Transforming Wearable Data into Health Insights using Large Language Model Agents

Read original: arXiv:2406.06464 - Published 6/12/2024 by Mike A. Merrill, Akshay Paruchuri, Naghmeh Rezaei, Geza Kovacs, Javier Perez, Yun Liu, Erik Schenck, Nova Hammerquist, Jake Sunshine, Shyam Tailor and 10 others

📊

Overview

Despite the widespread use of wearable health trackers, deriving personalized insights from the data remains a challenge.
The rise of large language model (LLM) agents, which can interact with the world, presents an opportunity to enable personalized health analysis at scale.
This paper introduces the Personal Health Insights Agent (PHIA), a system that uses code generation and information retrieval tools to analyze and interpret behavioral health data from wearables.

Plain English Explanation

Wearable devices like fitness trackers and smartwatches are becoming increasingly common. These devices can monitor things like sleep, exercise, and other health-related behaviors. However, making sense of all this data and turning it into personalized insights that can actually help people improve their health is not an easy task. It requires complex and open-ended analysis of the data.

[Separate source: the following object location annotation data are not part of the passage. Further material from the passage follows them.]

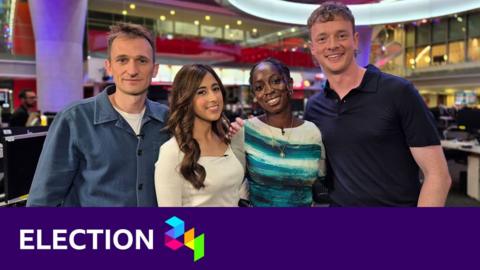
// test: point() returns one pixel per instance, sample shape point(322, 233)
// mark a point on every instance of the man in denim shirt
point(101, 151)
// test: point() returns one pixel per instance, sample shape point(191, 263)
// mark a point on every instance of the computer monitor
point(21, 130)
point(469, 119)
point(20, 158)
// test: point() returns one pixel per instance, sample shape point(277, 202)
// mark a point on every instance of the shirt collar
point(368, 84)
point(104, 111)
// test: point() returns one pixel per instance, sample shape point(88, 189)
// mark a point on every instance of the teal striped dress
point(277, 179)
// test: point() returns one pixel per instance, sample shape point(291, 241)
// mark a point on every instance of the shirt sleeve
point(57, 166)
point(168, 180)
point(416, 120)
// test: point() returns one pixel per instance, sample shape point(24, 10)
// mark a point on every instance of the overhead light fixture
point(384, 12)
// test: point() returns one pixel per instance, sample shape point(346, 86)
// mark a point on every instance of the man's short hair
point(23, 93)
point(328, 11)
point(129, 30)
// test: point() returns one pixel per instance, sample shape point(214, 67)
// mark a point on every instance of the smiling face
point(131, 65)
point(271, 88)
point(208, 100)
point(333, 45)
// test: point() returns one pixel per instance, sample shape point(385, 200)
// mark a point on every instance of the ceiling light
point(365, 14)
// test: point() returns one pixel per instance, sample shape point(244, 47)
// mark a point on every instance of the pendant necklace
point(281, 147)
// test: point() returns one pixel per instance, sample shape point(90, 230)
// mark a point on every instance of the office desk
point(473, 166)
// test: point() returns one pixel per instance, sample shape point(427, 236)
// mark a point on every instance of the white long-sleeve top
point(224, 181)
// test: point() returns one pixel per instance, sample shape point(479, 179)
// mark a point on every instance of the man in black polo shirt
point(376, 128)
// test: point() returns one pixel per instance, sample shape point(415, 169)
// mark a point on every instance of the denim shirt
point(92, 157)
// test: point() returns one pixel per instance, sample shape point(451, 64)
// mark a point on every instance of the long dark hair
point(182, 116)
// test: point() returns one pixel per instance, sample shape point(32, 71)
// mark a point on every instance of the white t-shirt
point(133, 119)
point(224, 181)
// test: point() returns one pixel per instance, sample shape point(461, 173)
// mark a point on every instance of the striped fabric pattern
point(283, 181)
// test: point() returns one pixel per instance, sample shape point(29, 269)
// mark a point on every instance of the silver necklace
point(274, 143)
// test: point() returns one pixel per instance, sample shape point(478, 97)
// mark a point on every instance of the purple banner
point(273, 238)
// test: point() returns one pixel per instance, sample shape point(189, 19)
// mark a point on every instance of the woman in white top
point(197, 166)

The researchers behind this paper saw an opportunity in the recent development of large language model (LLM) agents. These are AI systems that can understand and interact with the world in very sophisticated ways. The researchers wondered if these LLM agents could be used to analyze personal health data from wearables and provide personalized insights to users.

To test this idea, the researchers created a system called the Personal Health Insights Agent (PHIA). PHIA uses advanced tools for generating code and retrieving information to analyze data from wearable devices and provide users with personalized health insights. The researchers also created two datasets of over 4000 health-related questions to test how well PHIA could answer both factual and open-ended questions about personal health.

Technical Explanation

The researchers developed the Personal Health Insights Agent (PHIA), a system that leverages state-of-the-art code generation and information retrieval tools to analyze and interpret behavioral health data from wearable devices.

To evaluate PHIA's performance, the researchers curated two benchmark question-answering datasets. The first dataset contained over 4000 factual numerical health questions, while the second dataset included over 4000 open-ended health insights questions gathered from crowdsourcing.

Through 650 hours of human and expert evaluation, the researchers found that PHIA could accurately address over 84% of the factual numerical questions and more than 83% of the open-ended, crowd-sourced questions.

Critical Analysis

The paper presents a promising approach to leveraging large language models for personalized health analysis. However, the researchers acknowledge several caveats and areas for further research.

One limitation is that the evaluation datasets were curated and may not fully reflect the real-world complexity and diversity of health-related questions that users might have. Additionally, the paper does not provide a detailed analysis of PHIA's strengths and weaknesses across different types of questions or health domains.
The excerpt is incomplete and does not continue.